Like I said, he’s clueless and reduced to wishes and prayers, hopes and dreams, but worse, he seems to be blaming the poor for the resentment others might feel about them, and in some convoluted and crazy way saying miraculously if there are less of them needing benefits, then others will hate them less, and then somehow low income folks will come out of the shadows and vote. Unbelievable. The nation has decimated the welfare population since Bill Clinton’s presidency, but now almost twenty years later there’s no fading of resentment, heck, politicians are still targeting the ones that are left and moving on after the working poor and seeing if they can take away their food stamps to boot. Vote, heck, if people mobilize and organize, you better hope they stumble on voting as a program!

Even esteemed sociologist and well-known author, William Junius Wilson seems confused about all of this. Earlier in the Times he was quoted saying, “Unfortunately no one has organized for these poor people. There is not a mobilization of political resources among the poor.” When I first read it, I said, “Right on! Look Professor Wilson is advocating that the poor organize! About fricking time!!” Then I read it more carefully. What does he mean, “…organized FOR these poor people?” Is he thinking about calling Ghostbusters or somebody to go advocate for the poor? Like MacGillis he seems to want to see “redoubling efforts to mobilize the people who benefit from the programs.” Meaning poor people. Wilson wants there to be “a mobilization of political resources among the poor,” but is he blaming the poor for not mobilizing their own “political resources,” like MacGillis was blaming them for calling resentment down upon themselves, or is he asking for someone somehow to get the poor moving, like MacGillis is hoping maybe the Democrats will shake off their doldrums and do?

Hey, don’t get me wrong, these are guys that know better and the times are hard and at least they are trying to say the right thing and calling for organization of the poor, which makes them special and super in my book, even though they both seem hopelessly confused about what that might mean and how it might be done.

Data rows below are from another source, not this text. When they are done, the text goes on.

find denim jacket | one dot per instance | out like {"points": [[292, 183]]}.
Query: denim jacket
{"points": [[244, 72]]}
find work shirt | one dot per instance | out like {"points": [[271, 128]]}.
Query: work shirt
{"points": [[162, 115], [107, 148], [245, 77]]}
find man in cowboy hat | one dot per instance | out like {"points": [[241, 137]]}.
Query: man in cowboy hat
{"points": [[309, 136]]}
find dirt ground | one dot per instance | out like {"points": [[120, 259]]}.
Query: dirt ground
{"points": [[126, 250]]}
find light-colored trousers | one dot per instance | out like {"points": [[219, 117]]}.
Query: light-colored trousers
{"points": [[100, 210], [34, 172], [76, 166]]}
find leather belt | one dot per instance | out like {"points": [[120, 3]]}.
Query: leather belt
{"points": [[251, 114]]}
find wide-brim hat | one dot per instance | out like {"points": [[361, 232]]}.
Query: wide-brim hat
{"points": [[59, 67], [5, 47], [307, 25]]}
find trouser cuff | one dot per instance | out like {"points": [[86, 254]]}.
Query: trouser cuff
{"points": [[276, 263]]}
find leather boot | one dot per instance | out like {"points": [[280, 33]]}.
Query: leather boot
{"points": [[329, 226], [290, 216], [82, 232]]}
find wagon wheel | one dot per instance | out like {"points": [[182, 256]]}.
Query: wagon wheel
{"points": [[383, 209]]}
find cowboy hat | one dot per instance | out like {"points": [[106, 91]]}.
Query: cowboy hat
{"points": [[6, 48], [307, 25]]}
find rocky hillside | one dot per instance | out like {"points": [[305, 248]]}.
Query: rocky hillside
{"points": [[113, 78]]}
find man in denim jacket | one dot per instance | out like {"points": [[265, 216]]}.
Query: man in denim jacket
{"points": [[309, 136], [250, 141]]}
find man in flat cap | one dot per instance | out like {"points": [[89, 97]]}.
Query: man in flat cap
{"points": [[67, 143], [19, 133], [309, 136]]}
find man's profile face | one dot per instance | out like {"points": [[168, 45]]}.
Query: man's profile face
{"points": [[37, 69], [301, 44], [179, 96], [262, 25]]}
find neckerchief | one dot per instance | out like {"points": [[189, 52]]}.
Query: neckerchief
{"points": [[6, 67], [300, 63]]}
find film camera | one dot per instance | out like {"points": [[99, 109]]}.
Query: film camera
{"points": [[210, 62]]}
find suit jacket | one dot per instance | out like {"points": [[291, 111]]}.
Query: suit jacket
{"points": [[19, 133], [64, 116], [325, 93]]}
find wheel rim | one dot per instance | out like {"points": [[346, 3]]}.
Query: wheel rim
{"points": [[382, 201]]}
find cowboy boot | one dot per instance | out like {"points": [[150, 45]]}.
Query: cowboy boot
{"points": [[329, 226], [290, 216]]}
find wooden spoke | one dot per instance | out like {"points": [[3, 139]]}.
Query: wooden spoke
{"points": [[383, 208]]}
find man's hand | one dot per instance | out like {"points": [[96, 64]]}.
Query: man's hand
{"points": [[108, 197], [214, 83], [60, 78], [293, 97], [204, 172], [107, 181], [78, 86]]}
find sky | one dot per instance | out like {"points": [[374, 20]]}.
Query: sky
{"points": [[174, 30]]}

Look, I know quite a bit about the ways and means of organizing and mobilizing the poor, and the one thing I can guarantee is that it will NOT reduce resentment and when they start voting and winning, the wrath of the powers that be will be called down upon them and then Wilson, MacGillis, and others like them had better not be in the long chorus line claiming they are asking for the right things just not going about it in the right ways, but they better be in the amen section. In the meantime, they and others who understand there has to be organization of and by the poor, need to put some money and muscle where their mouths are. There are plenty of people ready and able to see the job done, but it takes more than wishes and prayers, hopes and dreams to make it happen. Believe me!